As Texans across the state face looming threats such as exorbitant property tax bills, restrictions on free speech, and hindrances on parental authority over their child’s education, Texas Scorecard sat down with state representative candidate Jennifer Fleck to hear her plans if elected.

Fleck is running to be the representative for Texas House District 47, an area encompassing much of west Austin. She said the reason she’s campaigning is that she doesn’t feel represented as a citizen.

Her district’s current state representative, freshman Democrat Vikki Goodwin, earned a dismal score of 20 last session on the Fiscal Responsibility Index, voting repeatedly against her own constituents, choosing to raise taxes on citizens, strip away protections for preborn children, and silence free speech on college campuses.

“I don’t feel represented as a mom, as a female, as a conservative … and that resonated with almost every door,” Fleck said. “[People in my district] could relate to that, they could relate to that message. They felt what I felt, and I was able to win people at the door with that message.”

Fleck was the top voter-winner in the March Republican primary election, but since no candidate in the race earned above 50 percent of the votes, the top two candidates will face off again in May to determine who will be the Republican nominee to face Goodwin in the November general election.

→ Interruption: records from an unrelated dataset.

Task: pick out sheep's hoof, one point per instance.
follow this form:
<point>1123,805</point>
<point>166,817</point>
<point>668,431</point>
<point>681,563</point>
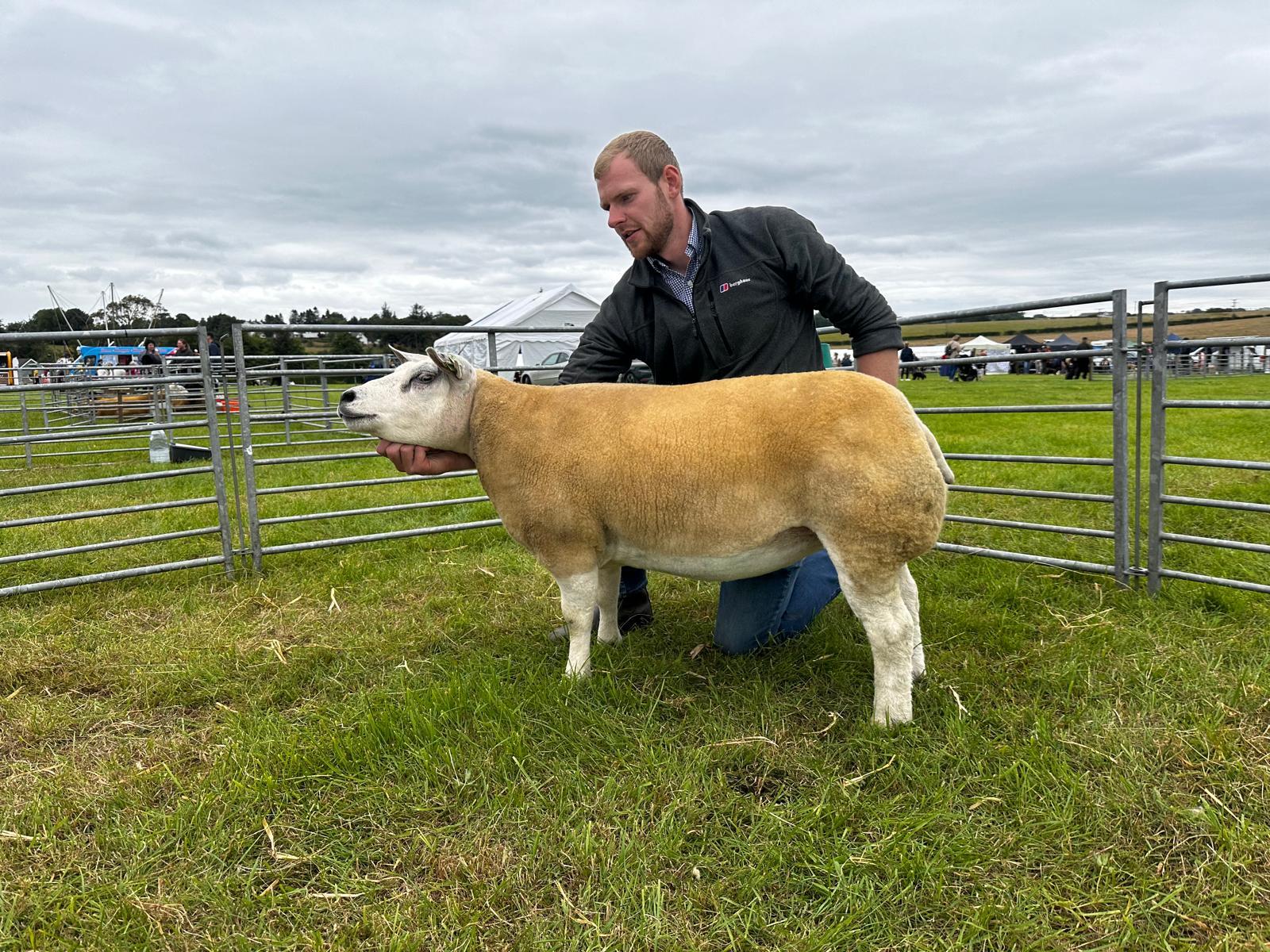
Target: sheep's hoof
<point>899,711</point>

“As a conservative and grassroots activist, my top priority is to be attentive to and prioritize the Texas Republican Party legislative priorities,” Fleck said. Those priorities last session included plans to advance pro-life, pro-Second Amendment, and pro-border security causes, most of which failed to happen in the Republican-controlled legislature.

Fleck said she is also prioritizing various social issues such as public education curriculum, juvenile justice reform, and the protection of parental rights.

“I’m very interested in making sure schools don’t undermine parental authority. Parents should be the lead and the primary educator of their child, and schools should come second,” Fleck said.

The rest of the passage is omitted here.